Guided by his own experience in the pastoral role, Rev. Allen can guide students. Allen says, “I loved being a pastor, and it was hard for me to leave. I will always remember my last funeral. The church choir director—a beloved woman of the church—passed away. Her husband shook my hand, pulled me in, and said, ‘Joel, thank you.’ That is what being a pastor is about. You are with them. I helped his wife die. You teach them how to live and die. That is high calling.”
Another way Allen lives out his call is by teaching classes. He is currently teaching a course for first-year students about religion, philosophy, and ethics. “We take a hard look at complex questions like: How do you describe your belief in God? What are the intellectual arguments out there for the existence of God? We look at all the religions of the world and look at things with deep meaning through the lens of the Christian faith,” says Allen.
Part of his teaching role includes a weekly podcast, Biblical Conversations. The podcast is about competing voices throughout the Bible—people having a two-way conversation, a debate, about pages in scripture that appear to be contradicting. “It is the human side of the Bible that is irritating and wonderful at the same time, just like humans,” shares Allen. “It stimulates us to think about scripture, the nexus of human complexities, and the beautiful vision of the Kingdom.”
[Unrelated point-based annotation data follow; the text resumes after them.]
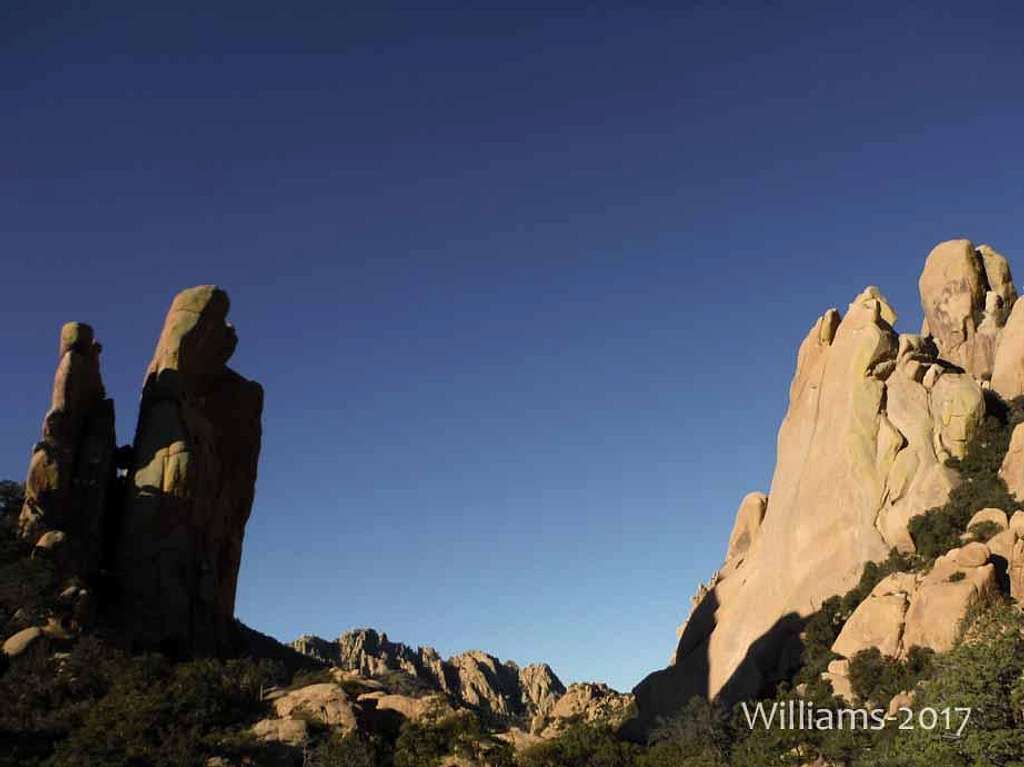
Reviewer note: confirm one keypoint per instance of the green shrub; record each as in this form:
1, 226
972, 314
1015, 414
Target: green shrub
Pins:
582, 746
Fusion Church, a United Methodist congregation that meets on the campus of DWU in Mitchell, South Dakota, is another way Allen lives out his call. He has been involved in various leadership roles in the congregation. This fall, he has been part of the team planning the sermon series, A Journey Through the Bible. He leads a small group related to the series. Rev. Allen also helps with some of the preaching, and teaches fourth and fifth grade Sunday School.
His faith has changed throughout his call but has remained strong because he is deeply committed to living out and being part of God’s redemptive story. Allen says, “A student, who was atheist, came to me and said, ‘What do you get out of this Christian story that makes you do it? I replied, ‘Your story stinks. Cosmic death is the future for you. Our story is great. God created this beautiful world. God is going to redeem this world. We get to be a part of that. What is not to love about that story?’ That feeds my soul. That is the core of who I am.”